Yang Hao: The first position is "enterprise knowledge manager". AI applications still follow the principle of "the more data, the more intelligence". Therefore, internal applications of enterprises need high-quality data. The richer the knowledge, the more likely digital employees will become truly intelligent.

In addition, many Internet companies do not actually have a complete knowledge base. Especially when the business is developing rapidly, the knowledge base is often put in the back-end.

Next, what superpowers do traditional teams need to supplement? For example, in an engineering team like ours, the roles involved may include front-end engineers, back-end engineers, algorithm engineers, data engineers, quality engineers, etc. Front-end engineers used to mainly work on traditional GUI applications, such as stacked navigation bars and input boxes.

However, under the wave of AI, the front-end technology architecture needs to be upgraded and can no longer rely on traditional frameworks. In the past, back-end engineers mainly used technology stacks represented by Java and distributed system architectures. Now, AI applications rely more on Python technology stacks, and frameworks may turn to new tools such as LangChain. Algorithm engineers used to work on small models of machine learning and deep learning, but now they work on large models, especially transformer models, with completely different training methods.
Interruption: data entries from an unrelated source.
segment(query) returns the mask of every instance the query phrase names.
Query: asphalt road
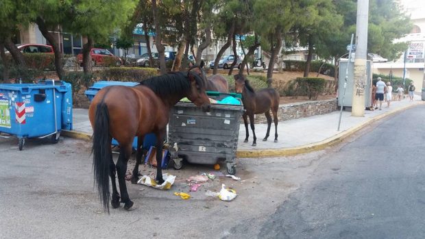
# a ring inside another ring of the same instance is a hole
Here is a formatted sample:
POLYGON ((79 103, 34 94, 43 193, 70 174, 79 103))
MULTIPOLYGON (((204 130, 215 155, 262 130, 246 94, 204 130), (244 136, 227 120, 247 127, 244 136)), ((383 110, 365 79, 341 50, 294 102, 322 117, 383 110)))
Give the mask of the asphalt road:
POLYGON ((423 238, 424 110, 385 118, 335 148, 239 159, 241 181, 219 177, 197 192, 186 179, 211 166, 165 171, 177 176, 169 191, 127 182, 136 209, 109 215, 93 187, 90 143, 29 140, 19 151, 16 138, 0 138, 0 238, 423 238), (234 201, 205 194, 221 184, 236 191, 234 201))
POLYGON ((260 238, 424 238, 425 106, 324 157, 260 238))

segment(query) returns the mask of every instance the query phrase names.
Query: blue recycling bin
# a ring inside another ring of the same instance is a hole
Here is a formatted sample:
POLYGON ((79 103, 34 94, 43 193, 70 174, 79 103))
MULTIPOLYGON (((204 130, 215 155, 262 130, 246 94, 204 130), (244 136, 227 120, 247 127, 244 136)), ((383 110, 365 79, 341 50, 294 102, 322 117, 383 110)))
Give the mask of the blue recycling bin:
MULTIPOLYGON (((95 83, 92 86, 89 87, 87 90, 85 91, 86 96, 88 98, 88 100, 91 102, 97 92, 102 88, 109 86, 134 86, 137 85, 137 82, 123 82, 123 81, 100 81, 95 83)), ((156 143, 156 136, 154 134, 148 134, 145 136, 143 139, 143 149, 149 150, 151 146, 155 146, 156 143)), ((112 138, 112 145, 118 145, 118 142, 115 139, 112 138)), ((132 145, 133 149, 137 149, 137 137, 135 137, 133 140, 133 144, 132 145)))
POLYGON ((61 129, 72 129, 70 84, 45 80, 0 84, 0 132, 16 136, 19 150, 27 138, 50 137, 56 143, 61 129))

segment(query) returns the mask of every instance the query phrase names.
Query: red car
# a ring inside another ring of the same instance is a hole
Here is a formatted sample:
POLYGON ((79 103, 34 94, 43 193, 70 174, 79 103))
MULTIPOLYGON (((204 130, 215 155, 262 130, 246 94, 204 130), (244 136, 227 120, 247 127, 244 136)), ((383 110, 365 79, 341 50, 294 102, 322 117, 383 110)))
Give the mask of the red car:
MULTIPOLYGON (((93 48, 91 51, 90 51, 90 55, 93 61, 93 66, 103 65, 106 62, 110 63, 111 62, 115 62, 117 66, 119 66, 123 64, 123 61, 120 58, 114 55, 114 54, 104 49, 93 48), (107 58, 111 59, 111 61, 106 60, 107 58)), ((78 62, 80 65, 82 64, 83 55, 82 53, 77 55, 77 59, 78 60, 78 62)))

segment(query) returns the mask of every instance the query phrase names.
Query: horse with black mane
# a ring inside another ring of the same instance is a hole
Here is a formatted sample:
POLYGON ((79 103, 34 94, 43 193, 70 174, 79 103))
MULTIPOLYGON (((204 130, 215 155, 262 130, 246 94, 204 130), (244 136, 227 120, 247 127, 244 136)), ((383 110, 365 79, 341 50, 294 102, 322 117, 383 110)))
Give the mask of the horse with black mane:
MULTIPOLYGON (((133 87, 112 86, 102 88, 94 97, 88 109, 88 117, 93 128, 93 148, 94 178, 97 185, 104 209, 109 213, 109 202, 113 208, 124 203, 130 210, 134 203, 130 199, 125 185, 127 163, 132 153, 132 144, 138 137, 136 164, 132 181, 138 176, 142 145, 145 135, 156 136, 157 152, 162 151, 164 136, 169 120, 170 108, 182 98, 187 97, 204 111, 209 111, 210 103, 205 92, 206 77, 200 66, 188 72, 171 73, 154 77, 133 87), (119 144, 117 165, 112 160, 111 140, 119 144), (117 190, 115 173, 118 174, 120 194, 117 190), (136 173, 134 173, 136 172, 136 173), (112 184, 112 201, 109 177, 112 184)), ((162 153, 156 153, 156 181, 164 182, 161 170, 162 153)))
POLYGON ((242 75, 238 74, 234 76, 234 87, 236 93, 242 94, 242 103, 245 110, 242 117, 245 124, 246 137, 244 142, 248 142, 250 133, 248 131, 247 116, 250 117, 250 123, 252 130, 254 141, 252 146, 256 146, 257 138, 255 136, 255 127, 254 125, 254 114, 265 114, 267 119, 267 133, 263 141, 267 141, 270 134, 270 126, 271 125, 271 116, 270 110, 273 113, 274 121, 275 133, 274 142, 278 142, 278 110, 279 109, 280 96, 278 92, 272 88, 267 88, 255 91, 250 85, 250 82, 242 75))
POLYGON ((229 84, 221 75, 212 75, 207 79, 206 90, 218 91, 222 93, 229 92, 229 84))

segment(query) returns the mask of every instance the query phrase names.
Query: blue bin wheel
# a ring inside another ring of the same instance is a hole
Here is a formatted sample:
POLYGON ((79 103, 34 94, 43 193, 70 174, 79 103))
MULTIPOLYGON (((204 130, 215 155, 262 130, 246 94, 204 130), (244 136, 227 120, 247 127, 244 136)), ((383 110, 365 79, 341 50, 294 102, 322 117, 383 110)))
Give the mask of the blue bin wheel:
POLYGON ((23 148, 23 144, 25 144, 25 138, 20 138, 19 139, 19 151, 21 151, 22 149, 23 148))
POLYGON ((51 135, 50 136, 50 142, 51 142, 52 144, 58 143, 58 142, 59 142, 59 137, 58 137, 58 138, 56 138, 57 136, 58 136, 58 134, 53 134, 51 135))

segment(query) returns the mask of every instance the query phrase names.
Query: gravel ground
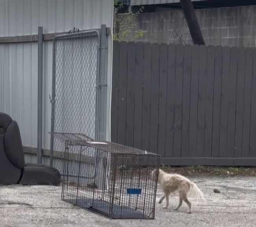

In the past, data engineers may have used SQL more to process data, but now they need to do logical modeling, indicator engineering, and build data marts that conform to natural language interaction. In the past, quality engineers mainly focused on functional verification, but now their core task is to build evaluation sets and improve indicators such as accuracy, recall, and precision in scenarios. The key is to strengthen the supplementation of these skills.

Wu Haoyu: First of all, everyone needs to understand what AI can and cannot do. This is a process of exploration and understanding through continuous use of AI. For example, colleagues who write code need to know how to generate code through the AI code editor and understand what needs the code written by AI can meet. They need to interact with the AI editor continuously to find the most suitable workflow.

The second point is the role of AI in daily work. For example, our team members now basically use AI to write PPTs, which has brought about a huge change in PPT production. Even when writing product documents, AI is helping us complete these tasks.

Finally, it is the ability to understand AI Native products. How to present these uncertain contents to customers and make them look certain? This is not only a product design issue, but also requires colleagues in the R&D team to think about: how to ensure that the output content can control uncertainty to the greatest extent and provide a deliverable effect on this basis? This is also the ability we have been exploring and accumulating in our work.